Presidential Amnesty in Syria Covers Daraa Inmates

Friday, 6 May, 2022 - 08:15
A picture shared by Syrian opposition activists showing the families of detainees in central Damascus (Asharq Al-Awsat)

Dozens of prisoners who originate from Syria’s southern Daraa governorate have been released, mostly from the country’s largest and most notorious prison, Sednaya. Their release came upon the implementation of an amnesty decree issued by President Bashar al-Assad.

According to Daraa-based activists, some of those released were detained prior to the 2018 settlement deal struck by the opposition in the southern governorate and Damascus. However, others released were arrested and jailed after the 2018 deal.

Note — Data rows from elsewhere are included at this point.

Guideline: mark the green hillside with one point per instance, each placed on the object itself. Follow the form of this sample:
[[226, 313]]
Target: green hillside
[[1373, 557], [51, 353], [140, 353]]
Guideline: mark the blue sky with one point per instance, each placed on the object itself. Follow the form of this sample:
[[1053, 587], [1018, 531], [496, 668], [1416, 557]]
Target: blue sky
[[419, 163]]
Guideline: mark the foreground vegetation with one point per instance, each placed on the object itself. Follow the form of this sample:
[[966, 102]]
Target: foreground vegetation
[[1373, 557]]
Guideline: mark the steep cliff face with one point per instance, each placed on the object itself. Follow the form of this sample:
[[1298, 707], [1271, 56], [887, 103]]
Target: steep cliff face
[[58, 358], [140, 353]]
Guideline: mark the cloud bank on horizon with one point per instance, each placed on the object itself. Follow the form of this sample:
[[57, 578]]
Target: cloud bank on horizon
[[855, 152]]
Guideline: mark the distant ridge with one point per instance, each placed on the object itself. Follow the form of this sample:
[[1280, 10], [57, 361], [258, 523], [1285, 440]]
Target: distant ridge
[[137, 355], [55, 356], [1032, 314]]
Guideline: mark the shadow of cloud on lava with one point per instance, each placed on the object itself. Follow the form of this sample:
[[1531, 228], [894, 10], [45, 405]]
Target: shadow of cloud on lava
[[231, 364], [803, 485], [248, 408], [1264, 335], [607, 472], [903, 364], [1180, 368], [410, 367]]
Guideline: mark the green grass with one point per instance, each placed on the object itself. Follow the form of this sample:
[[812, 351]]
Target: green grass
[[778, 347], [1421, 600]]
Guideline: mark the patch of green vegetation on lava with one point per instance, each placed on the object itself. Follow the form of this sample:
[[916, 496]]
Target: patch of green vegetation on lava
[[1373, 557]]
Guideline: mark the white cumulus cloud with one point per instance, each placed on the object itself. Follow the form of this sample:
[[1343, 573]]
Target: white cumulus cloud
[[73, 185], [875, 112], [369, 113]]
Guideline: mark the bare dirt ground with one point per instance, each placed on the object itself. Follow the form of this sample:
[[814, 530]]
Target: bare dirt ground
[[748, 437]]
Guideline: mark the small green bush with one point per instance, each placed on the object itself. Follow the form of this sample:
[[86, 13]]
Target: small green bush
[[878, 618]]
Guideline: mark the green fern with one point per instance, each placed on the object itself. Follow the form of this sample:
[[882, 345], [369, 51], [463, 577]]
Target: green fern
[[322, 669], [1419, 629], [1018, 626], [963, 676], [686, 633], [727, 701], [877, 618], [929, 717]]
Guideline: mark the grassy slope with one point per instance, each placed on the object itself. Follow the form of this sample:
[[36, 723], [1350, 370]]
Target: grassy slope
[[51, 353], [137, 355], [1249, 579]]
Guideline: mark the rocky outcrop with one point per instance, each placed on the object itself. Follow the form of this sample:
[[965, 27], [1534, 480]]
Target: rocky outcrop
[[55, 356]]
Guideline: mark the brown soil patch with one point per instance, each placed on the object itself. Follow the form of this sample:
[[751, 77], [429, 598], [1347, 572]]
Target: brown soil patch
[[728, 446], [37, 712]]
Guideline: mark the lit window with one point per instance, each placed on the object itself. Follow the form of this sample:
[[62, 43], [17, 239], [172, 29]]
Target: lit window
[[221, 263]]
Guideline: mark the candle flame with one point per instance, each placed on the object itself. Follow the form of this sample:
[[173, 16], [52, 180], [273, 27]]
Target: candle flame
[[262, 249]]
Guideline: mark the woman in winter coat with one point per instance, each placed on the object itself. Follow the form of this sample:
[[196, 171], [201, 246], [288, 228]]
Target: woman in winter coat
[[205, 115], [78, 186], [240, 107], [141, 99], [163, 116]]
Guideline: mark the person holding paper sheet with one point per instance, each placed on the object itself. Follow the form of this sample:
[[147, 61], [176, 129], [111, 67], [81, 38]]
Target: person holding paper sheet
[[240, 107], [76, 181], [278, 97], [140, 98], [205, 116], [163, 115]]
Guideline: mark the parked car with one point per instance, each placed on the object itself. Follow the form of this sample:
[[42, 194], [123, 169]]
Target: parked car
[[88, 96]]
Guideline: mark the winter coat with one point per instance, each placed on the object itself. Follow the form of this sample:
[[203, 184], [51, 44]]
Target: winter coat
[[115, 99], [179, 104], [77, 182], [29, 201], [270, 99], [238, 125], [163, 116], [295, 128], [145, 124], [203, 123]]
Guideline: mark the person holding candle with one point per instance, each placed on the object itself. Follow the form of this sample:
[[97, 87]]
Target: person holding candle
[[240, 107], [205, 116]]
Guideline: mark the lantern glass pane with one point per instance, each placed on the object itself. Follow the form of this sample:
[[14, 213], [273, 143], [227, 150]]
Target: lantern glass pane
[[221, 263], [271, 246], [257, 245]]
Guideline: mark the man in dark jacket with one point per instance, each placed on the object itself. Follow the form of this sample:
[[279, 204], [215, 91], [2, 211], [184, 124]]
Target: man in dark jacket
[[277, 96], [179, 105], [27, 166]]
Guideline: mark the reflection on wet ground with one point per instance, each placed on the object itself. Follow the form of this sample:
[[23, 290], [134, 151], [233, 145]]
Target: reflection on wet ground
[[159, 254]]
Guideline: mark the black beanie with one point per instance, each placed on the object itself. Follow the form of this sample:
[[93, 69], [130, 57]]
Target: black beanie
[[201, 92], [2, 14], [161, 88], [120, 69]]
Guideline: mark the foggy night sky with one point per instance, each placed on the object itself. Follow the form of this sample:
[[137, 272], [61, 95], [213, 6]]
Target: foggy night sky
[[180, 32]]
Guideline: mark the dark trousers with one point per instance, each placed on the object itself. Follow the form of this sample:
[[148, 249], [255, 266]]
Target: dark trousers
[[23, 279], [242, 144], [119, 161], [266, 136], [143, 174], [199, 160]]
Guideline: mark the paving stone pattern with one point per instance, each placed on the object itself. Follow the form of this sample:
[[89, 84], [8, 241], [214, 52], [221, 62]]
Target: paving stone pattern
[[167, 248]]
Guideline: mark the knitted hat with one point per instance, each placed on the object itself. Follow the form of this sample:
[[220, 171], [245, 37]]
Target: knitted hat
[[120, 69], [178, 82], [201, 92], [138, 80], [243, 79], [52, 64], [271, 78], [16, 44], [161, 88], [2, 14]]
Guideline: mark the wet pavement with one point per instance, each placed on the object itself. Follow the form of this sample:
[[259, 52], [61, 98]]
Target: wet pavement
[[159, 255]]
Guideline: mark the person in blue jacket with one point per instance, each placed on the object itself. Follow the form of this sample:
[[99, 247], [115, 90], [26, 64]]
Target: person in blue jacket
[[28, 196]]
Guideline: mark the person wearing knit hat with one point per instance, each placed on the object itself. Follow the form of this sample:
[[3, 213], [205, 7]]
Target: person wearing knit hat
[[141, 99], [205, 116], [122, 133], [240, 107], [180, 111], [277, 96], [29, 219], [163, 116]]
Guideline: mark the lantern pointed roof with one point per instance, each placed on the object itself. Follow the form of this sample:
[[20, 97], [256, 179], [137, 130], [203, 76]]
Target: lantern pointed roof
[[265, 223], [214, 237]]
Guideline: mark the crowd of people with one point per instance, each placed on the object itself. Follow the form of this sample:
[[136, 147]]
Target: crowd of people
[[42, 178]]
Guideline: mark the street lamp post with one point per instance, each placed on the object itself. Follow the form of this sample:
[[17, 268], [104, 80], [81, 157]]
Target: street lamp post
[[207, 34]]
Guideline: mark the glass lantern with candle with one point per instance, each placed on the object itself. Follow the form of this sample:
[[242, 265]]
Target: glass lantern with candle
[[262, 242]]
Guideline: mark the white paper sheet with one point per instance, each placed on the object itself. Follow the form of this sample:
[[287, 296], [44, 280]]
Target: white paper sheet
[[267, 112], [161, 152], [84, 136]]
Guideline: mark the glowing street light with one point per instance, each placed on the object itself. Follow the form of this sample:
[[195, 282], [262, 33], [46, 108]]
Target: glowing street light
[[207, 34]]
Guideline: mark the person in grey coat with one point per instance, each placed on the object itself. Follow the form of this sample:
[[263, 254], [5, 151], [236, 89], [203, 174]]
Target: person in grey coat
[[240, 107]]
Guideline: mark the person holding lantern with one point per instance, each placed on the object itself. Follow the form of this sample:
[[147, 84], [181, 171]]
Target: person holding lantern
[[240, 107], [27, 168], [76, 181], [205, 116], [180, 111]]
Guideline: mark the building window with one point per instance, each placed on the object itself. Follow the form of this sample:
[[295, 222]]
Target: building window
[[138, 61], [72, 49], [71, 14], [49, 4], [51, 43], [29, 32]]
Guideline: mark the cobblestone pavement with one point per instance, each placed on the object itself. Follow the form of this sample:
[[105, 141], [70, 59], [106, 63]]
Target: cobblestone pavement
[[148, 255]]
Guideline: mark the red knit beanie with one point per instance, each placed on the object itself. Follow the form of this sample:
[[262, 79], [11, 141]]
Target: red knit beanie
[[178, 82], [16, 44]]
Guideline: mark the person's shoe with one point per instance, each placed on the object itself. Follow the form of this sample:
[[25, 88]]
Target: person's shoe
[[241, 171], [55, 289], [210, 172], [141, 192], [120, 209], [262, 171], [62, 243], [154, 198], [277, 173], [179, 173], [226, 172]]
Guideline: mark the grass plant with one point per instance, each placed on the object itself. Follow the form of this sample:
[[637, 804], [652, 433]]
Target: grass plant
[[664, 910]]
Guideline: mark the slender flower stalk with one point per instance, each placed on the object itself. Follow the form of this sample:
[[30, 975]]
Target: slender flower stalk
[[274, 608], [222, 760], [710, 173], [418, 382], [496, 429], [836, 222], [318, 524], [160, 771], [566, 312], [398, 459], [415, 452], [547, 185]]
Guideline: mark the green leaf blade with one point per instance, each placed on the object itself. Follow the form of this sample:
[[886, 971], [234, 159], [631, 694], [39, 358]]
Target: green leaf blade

The freed citizens, some of whom are in bad health, had spent 7,5, or 4 years in Syria’s penitentiaries.

M.M., aged 32, tells the story of how he was detained over three years ago by the Syrian authorities and had suffered humiliation and torture alongside other fellow inmates during their stay in Syria’s prisons.

His bitter story is backed up by the evidence of his malnourished slender body and the festering suppurations all over his limbs.

M.M. revealed that his jailers in Syrian prisons had a tradition of serving new inmates a “welcome party” that consisted of torture served by officers. Every time M.M. was transferred to a new facility, he had to relive the horrific party that ends with blood, tears, and pain.

M.M.’s arrest had come out of the blue. He had decided to visit a doctor in Damascus after the 2018 deal, which he had thought would spell the end of the government’s pursuit of him for having fought alongside opposition factions. Contrary to his belief, M.M. was arrested on charges of terrorism and was thrown into Sednaya two years ago.

“I signed all the confession papers under torture and beatings. Until the last release, the jailers and prison officials deliberately insulted us with words. They said that we were being released by the merit of the kindness of President Assad,” M.M. told Asharq Al-Awsat.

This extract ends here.